Una was one of only two women in the joint, the other being an old, leather-skinned barmaid, and every eye followed Una as she crossed the room toward Traveling Mike. The din of voices and clanking glasses diminished to a murmur. An ambulance bell clamored from the streets outside. The soggy hem of Una’s skirt swished over the sawdust-strewn floor.
Instead of sitting down at his table, she took a chair one table over beside a middle-aged man with an overly waxed mustache. She smiled at the man and said, “Buy me a drink?”
He blinked once, then stood so quickly he nearly toppled his chair and scurried to the bar. Una waited until he was out of earshot before whispering, “I’ve got some swag that’ll interest you.”
She didn’t look at Traveling Mike as she spoke but knew he’d heard her by his soft chuckle.
“That so?”
“I certainly ain’t here for the weak beer and lousy company.”

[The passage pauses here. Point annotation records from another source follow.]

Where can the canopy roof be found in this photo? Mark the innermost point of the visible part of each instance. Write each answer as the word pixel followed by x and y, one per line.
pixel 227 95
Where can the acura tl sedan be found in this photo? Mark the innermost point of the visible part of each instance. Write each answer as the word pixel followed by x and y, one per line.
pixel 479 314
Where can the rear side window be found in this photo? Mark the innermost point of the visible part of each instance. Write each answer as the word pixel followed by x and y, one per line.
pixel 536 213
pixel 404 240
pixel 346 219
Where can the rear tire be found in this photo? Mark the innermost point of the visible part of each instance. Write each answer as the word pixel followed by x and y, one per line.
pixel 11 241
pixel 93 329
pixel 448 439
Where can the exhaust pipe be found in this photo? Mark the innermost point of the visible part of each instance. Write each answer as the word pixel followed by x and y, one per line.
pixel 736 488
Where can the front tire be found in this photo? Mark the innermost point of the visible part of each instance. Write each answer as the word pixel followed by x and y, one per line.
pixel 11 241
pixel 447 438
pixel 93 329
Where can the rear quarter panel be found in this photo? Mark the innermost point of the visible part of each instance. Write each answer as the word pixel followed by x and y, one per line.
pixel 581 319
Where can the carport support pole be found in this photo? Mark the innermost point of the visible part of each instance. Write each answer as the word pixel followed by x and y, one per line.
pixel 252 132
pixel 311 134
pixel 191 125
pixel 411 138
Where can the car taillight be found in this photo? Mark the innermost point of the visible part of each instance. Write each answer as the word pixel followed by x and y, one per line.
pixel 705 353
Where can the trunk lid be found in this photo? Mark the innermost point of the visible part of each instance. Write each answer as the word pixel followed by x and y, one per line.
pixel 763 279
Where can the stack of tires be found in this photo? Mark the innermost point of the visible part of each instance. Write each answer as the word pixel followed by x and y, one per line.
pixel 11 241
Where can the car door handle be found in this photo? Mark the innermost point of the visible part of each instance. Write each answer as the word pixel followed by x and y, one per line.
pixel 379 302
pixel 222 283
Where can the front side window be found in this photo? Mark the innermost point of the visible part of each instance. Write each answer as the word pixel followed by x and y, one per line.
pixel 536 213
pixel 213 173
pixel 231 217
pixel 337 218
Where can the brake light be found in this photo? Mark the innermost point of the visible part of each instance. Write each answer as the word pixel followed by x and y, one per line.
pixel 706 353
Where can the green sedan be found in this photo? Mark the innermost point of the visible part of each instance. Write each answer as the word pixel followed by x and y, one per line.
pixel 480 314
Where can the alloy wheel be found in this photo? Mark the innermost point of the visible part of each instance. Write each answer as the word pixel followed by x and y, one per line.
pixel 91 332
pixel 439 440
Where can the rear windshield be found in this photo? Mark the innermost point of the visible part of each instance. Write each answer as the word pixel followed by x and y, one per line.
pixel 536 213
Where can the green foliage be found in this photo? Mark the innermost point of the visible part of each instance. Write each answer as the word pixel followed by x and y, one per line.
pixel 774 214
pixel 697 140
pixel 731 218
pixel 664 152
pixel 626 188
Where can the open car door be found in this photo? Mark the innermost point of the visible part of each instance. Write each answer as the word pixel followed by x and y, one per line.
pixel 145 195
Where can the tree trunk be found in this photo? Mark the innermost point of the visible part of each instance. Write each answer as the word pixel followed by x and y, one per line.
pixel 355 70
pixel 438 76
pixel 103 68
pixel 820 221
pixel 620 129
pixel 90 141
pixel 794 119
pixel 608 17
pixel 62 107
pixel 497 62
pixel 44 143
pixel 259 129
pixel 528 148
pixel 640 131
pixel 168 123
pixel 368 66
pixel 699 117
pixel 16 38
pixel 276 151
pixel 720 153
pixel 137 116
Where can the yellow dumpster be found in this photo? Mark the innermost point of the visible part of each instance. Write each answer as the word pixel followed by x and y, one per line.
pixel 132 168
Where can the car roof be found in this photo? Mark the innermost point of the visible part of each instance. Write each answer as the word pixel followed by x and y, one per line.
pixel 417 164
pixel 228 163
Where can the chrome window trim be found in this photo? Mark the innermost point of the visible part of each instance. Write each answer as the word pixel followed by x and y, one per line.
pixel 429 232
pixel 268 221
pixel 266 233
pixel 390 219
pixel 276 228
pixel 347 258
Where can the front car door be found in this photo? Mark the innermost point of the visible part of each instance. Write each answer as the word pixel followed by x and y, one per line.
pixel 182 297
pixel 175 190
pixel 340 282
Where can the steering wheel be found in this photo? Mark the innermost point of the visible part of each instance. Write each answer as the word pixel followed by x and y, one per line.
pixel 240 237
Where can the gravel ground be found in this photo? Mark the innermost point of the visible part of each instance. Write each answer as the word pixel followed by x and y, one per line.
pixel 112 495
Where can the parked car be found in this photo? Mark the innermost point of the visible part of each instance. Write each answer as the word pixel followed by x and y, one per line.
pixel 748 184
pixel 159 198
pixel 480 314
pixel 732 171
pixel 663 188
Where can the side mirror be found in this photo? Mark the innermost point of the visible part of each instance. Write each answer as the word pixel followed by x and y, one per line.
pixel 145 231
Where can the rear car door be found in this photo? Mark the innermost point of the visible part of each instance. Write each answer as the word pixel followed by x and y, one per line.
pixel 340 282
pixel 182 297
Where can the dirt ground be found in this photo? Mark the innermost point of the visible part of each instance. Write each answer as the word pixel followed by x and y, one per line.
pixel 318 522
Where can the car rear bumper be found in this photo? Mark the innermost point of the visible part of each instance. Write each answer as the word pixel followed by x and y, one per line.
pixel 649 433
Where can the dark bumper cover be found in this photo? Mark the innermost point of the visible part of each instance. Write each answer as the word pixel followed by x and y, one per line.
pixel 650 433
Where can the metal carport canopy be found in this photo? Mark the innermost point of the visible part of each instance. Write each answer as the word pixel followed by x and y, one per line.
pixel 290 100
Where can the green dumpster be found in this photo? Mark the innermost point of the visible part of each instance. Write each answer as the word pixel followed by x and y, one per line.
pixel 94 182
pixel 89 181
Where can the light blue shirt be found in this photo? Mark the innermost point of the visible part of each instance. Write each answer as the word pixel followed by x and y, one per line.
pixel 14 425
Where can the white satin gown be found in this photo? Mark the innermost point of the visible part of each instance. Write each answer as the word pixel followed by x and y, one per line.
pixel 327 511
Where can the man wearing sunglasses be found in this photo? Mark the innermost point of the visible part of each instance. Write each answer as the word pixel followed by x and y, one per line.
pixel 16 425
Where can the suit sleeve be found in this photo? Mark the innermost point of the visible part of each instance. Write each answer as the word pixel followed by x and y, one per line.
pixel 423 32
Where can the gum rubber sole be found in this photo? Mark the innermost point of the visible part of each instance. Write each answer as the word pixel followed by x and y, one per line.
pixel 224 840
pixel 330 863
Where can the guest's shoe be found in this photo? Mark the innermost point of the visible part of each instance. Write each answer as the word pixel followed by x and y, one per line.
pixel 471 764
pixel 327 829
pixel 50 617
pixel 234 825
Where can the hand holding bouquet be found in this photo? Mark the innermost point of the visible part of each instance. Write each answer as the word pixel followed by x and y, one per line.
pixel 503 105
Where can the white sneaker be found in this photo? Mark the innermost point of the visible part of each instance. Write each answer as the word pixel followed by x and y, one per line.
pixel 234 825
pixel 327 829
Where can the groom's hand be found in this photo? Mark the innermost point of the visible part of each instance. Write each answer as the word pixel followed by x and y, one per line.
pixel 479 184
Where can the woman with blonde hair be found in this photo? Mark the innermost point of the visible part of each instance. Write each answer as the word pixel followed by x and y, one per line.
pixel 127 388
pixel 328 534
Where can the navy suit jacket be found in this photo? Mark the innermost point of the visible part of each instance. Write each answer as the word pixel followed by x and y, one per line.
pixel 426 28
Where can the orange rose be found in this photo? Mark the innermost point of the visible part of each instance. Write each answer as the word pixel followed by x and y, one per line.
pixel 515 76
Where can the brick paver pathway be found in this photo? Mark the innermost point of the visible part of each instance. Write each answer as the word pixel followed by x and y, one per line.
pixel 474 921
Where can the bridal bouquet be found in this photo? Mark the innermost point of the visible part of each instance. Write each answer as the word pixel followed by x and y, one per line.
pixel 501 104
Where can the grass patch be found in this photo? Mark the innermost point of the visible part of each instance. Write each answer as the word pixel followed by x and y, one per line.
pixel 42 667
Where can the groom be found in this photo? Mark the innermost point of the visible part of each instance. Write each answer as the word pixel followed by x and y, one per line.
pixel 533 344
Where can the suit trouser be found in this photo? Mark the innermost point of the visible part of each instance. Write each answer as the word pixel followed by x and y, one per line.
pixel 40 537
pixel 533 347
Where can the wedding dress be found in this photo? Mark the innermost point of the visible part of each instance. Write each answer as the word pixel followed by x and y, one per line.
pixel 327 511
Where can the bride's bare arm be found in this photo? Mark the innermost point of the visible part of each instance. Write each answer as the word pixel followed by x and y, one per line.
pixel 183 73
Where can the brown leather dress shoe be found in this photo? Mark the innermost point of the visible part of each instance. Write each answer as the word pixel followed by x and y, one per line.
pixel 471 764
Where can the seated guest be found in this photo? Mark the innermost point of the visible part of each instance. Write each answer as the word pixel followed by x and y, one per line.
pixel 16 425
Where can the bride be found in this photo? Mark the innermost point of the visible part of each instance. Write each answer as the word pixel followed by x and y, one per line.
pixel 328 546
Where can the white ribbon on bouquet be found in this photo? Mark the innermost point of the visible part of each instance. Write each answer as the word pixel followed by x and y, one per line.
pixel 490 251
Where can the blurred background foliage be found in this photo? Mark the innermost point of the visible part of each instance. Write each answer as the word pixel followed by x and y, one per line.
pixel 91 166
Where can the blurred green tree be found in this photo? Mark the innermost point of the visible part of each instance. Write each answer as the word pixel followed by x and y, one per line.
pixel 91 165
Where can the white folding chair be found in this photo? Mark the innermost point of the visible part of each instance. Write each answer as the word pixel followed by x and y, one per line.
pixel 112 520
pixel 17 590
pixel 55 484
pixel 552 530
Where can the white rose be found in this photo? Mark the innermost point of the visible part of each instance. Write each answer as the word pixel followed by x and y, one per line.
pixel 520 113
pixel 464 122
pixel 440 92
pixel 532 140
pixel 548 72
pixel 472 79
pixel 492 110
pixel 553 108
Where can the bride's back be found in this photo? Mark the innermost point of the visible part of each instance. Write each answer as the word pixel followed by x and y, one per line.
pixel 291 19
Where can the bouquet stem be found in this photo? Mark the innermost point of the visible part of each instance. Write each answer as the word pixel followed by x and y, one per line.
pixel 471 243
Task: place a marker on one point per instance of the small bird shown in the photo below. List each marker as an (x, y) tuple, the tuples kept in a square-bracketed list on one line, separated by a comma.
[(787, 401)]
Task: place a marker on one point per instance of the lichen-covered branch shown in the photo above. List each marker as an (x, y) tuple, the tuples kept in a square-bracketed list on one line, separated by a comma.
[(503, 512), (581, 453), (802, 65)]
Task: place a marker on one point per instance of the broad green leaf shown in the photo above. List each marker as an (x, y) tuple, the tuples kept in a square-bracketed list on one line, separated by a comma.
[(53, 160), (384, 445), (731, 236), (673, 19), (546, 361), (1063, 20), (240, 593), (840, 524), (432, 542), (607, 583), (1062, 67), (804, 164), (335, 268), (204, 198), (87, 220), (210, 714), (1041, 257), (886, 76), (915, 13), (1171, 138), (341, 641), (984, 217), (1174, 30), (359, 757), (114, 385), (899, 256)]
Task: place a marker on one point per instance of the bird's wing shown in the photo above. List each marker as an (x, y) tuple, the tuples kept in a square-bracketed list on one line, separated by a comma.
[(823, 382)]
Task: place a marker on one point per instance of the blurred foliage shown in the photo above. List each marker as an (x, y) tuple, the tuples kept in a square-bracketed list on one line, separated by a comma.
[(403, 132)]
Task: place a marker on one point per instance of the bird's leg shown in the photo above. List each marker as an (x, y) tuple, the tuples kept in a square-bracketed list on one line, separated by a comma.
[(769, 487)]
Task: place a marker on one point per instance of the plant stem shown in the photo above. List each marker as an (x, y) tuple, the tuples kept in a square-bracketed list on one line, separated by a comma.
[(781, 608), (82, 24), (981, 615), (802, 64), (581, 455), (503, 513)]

Another chuckle. “I thought you was one of Marm Blei’s girls. You know she don’t take kindly to turncoats.” He had the slow, lulling accent of a Southerner but there was an edge of danger beneath his words.
“That’s my concern, not yours.” The mustached man was returning with her drink. She dared a glance in Traveling Mike’s direction. “Well, you interested?”
He downed his brandy in one gulp and stood. “Wait ten minutes, then meet me in the alley half a block down Pearl Street.” He picked up his peddler’s case and started for the door just as the mustached man sat down again. He pushed half a pint of pale beer across the table to her. Cheap bastard. He could have at least splurged on a full pint. The beer tasted like rat piss—or what Una imagined rat piss to taste like—but she needed whatever jolt of courage she could get. Traveling Mike was right: Marm Blei didn’t take kindly to turncoats.
She managed to pass the next ten minutes without having to say much—the mustached man was happy to do the lion’s share of talking. She permitted his eyes to wander from her face down to the swell of her breasts and flair of her skirt around her thighs. But when his hand sought the same liberties, she slapped it away and stood. Half a pint of rancid beer only bought you so much. Time was up anyway.
Outside, the sluggish fall of snow continued. Una studied the passersby before starting toward the alley Traveling Mike had indicated. As she walked, she listened for the squeaky hinges of the saloon’s door to be sure no one followed her. The cold had deepened along with the dark, and her breath rose like steam from her lips. Ice crystals collected on the brim of her hat. She peered into the shadowed nooks and doorways, assuring herself she was alone. Then, just as she reached the mouth of the alley, a hand reached out and grabbed her.